Даже самые очевидные достоинства Тома почемуто не привлекали к себе. Я заметил, что Мену, питавшая определенную слабость к красивым парням (вспомним хотя бы почтальона Будено), и та относилась к Тома весьма сдержанно. Дело в том, что красота Тома была непривычна для нашего глаза. Лицо греческой статуи и безупречный профиль отнюдь не являлись для нас эталоном красоты. С нашей точки зрения, здоровенный носище или тяжелый подбородок ничуть не портили дела, лишь бы внутри у тебя пылал огонь жизни. У нас любили крупных, плечистых парней, насмешников и балагуров, при случае умевших и прихвастнуть.

А кроме того, Тома был «новеньким». Он не входил в наше Братство.
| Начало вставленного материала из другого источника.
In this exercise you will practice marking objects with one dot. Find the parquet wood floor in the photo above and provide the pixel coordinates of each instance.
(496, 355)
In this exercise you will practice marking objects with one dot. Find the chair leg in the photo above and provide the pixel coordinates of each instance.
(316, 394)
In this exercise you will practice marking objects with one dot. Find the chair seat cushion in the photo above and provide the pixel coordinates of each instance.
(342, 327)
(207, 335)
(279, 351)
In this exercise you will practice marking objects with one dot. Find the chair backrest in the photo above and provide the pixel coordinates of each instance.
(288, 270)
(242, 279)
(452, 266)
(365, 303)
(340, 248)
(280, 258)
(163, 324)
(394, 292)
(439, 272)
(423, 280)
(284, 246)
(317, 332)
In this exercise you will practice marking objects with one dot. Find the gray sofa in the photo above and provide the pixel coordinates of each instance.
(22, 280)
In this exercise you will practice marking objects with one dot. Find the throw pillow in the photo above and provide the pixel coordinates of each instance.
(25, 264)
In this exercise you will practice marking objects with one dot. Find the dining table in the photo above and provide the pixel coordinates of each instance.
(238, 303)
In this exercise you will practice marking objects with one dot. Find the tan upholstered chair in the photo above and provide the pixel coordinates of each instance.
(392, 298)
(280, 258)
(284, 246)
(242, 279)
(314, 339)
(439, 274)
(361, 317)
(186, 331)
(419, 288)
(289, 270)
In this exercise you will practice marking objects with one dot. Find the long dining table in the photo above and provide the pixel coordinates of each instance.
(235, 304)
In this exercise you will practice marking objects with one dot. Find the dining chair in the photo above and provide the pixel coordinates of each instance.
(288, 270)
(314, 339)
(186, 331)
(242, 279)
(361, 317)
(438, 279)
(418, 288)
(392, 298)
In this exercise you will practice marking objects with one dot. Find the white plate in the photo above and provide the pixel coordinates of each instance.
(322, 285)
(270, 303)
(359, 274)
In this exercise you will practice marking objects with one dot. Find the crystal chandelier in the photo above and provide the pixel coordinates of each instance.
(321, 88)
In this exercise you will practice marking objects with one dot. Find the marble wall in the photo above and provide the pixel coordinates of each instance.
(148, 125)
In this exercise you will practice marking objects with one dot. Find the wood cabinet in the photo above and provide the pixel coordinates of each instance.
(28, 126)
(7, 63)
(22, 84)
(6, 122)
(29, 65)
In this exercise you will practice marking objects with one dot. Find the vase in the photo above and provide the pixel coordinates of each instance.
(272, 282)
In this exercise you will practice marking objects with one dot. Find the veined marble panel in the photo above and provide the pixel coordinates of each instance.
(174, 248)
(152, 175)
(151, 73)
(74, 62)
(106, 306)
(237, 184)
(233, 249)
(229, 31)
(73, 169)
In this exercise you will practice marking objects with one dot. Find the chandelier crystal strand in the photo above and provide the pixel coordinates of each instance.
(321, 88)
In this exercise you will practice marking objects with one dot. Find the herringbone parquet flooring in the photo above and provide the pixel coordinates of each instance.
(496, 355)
Он не мог участвовать в наших воспоминаниях. И чтобы хоть как-то скрасить его обособленность, я старался уделять ему побольше внимания, и это вызывало ревность у остальных, особенно у Колена, который то и дело цеплялся к нему. А Тома был абсолютно неспособен отбить мяч в словесном пинг-понге. Для этого он слишком медленно, неторопливо и основательно думал. Он просто не отвечал на эти наскоки. Его молчание воспринималось как знак презрения, и Колен, высмеяв его, сам же потом на него дулся. Волей-неволей приходилось вмешиваться, воздействовать на Колена и обходить острые углы.
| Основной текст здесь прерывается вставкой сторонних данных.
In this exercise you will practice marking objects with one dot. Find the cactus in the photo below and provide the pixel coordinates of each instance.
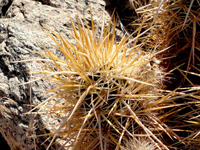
(107, 92)
(113, 94)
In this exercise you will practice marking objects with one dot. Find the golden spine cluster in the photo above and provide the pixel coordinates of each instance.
(138, 93)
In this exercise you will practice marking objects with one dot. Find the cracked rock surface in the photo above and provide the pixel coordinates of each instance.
(20, 31)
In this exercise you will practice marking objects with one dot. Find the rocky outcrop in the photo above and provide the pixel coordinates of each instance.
(20, 34)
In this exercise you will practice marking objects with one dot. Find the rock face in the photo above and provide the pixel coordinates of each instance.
(20, 33)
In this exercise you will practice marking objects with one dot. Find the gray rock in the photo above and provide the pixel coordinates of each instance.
(20, 31)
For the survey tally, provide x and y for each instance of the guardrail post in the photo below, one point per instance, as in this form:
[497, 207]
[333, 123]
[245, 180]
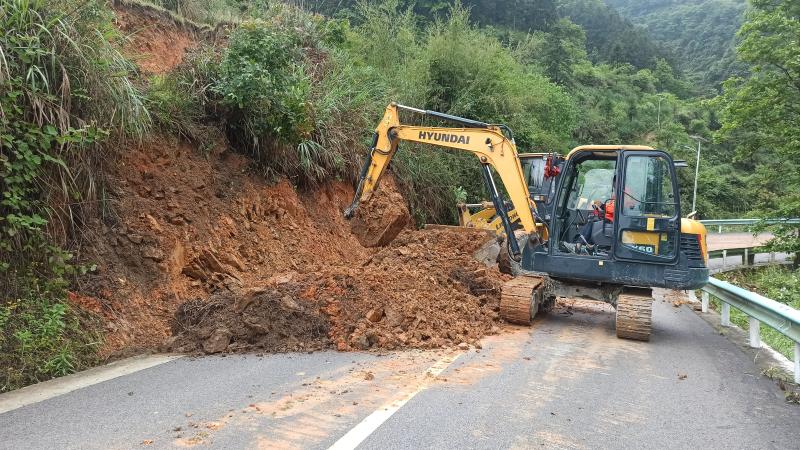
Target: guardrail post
[797, 362]
[755, 332]
[726, 315]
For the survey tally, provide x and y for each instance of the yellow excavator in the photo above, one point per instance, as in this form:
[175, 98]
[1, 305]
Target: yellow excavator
[573, 235]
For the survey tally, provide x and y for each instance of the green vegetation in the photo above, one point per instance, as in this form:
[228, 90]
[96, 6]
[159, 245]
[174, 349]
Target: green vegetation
[63, 92]
[760, 113]
[699, 33]
[779, 284]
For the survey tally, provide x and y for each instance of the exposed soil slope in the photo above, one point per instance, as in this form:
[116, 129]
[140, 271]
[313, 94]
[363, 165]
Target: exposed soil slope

Чтение Библии продолжалось из вечера в вечер, и это оказалось делом куда менее нудным, чем я предполагал поначалу, видимо, благодаря живейшим замечаниям, которыми оно то и дело прерывалось. Так, например, Пейсу почему-то принял слишком близко к сердцу несправедливость господа бога в отношении Каина.

– Ты что же, считаешь, это правильно? – говорил он мне. – Парень знай себе вкалывает, овощи выращивает. Он тебе и ломом землю долбает, и поливает, и пропалывает, а это потяжелей, чем прогуливать баранов, но господь даже и не глядит на его дары. А у того подонка только и была забота, чтобы овечек щупать, так за это, что ли, ему все милости?

– Господь, должно быть, уже догадывался, что Каин убьет Авеля, – вмешивалась Мену.

– Тем более он не должен был сеять раздора между братьями, где же справедливость? – возмущался Колен.

Мейсонье наклонялся к огню, уперев локти в колени, и произносил со скрытым удовлетворением:

– Потому как он всеведущий, он и должен был предвидеть это убийство. А если он предвидел его, чего ж он ему не помешал?

Но это коварное рассуждение повисало в воздухе, должно быть, оно оказалось чересчур абстрактным, и товарищи не подхватили его.

Чем больше Пейсу размышлял, тем больше он отождествлял себя с Каином.